In this paper, we propose a new design method to implement hybrid MPI+MPI context-based collective communication operations. Our method avoids on-node memory replications (on-node communication overheads) that are required by semantics in pure MPI. We also offer wrapper primitives hiding all the design details from users, which comes with practices on how to structure hybrid MPI+MPI code with these primitives. Further, the on-node synchronization scheme required by our method/collectives gets optimized. The micro-benchmarks show that our collectives are comparable or superior to those in pure MPI context. We have further validated the effectiveness of the hybrid MPI+MPI model (which uses our wrapper primitives) in three computational kernels, by comparison to the pure MPI and hybrid MPI+OpenMP models.
中文翻译:
MPI + MPI混合代码中的集体:设计,实践和性能
混合方案的使用广泛,它结合了用于节点间并行性的消息传递编程模型和用于节点级并行性的共享内存编程模型。混合消息传递接口(MPI)加上开放式多进程(OpenMP)编程的现有广泛实践说明了它的流行。但是,需要大量的编程工作才能从MPI + OpenMP代码获得性能收益。结合MPI和MPI共享内存模型(MPI + MPI)的新兴混合方法很有希望。但是,编写高效的MPI + MPI混合程序(尤其是涉及集体通信操作时)不应被认为是理所当然的。
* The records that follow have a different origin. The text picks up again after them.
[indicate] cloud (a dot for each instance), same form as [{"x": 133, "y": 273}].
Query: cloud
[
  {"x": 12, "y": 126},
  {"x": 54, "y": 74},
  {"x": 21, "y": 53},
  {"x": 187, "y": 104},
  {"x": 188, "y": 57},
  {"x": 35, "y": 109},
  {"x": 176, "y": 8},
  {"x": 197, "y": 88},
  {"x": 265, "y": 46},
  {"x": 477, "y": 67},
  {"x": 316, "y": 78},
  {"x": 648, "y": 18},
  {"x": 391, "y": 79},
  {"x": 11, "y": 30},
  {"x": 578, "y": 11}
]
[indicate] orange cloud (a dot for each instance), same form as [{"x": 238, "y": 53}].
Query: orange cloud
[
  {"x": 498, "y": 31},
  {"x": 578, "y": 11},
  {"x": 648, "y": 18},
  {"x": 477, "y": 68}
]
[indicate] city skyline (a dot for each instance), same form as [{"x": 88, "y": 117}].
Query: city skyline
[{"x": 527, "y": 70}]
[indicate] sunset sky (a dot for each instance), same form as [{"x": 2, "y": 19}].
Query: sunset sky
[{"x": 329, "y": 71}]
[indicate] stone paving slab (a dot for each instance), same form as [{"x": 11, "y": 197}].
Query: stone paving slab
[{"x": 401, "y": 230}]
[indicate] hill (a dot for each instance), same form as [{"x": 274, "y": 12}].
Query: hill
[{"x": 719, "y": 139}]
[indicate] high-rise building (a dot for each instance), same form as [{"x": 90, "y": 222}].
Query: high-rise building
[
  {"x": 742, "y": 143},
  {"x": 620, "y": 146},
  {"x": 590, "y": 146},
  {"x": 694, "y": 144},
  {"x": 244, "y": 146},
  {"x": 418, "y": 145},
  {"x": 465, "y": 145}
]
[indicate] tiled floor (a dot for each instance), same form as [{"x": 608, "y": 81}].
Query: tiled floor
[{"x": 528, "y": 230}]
在本文中,我们提出了一种新的设计方法来实现基于MPI + MPI上下文的混合式集体通信操作。我们的方法避免了纯MPI中语义所要求的节点上内存复制(节点上通信开销)。我们还提供了对用户隐藏所有设计细节的包装原语,并提供了如何使用这些原语构造MPI + MPI混合代码的实践。此外,我们的方法/集合所需的节点上同步方案得到了优化。微观基准表明,我们的集体与纯MPI环境下的集体具有可比性或优越性。通过与纯MPI和混合MPI + OpenMP模型进行比较,我们在三个计算内核中进一步验证了混合MPI + MPI模型(使用包装器原语)的有效性。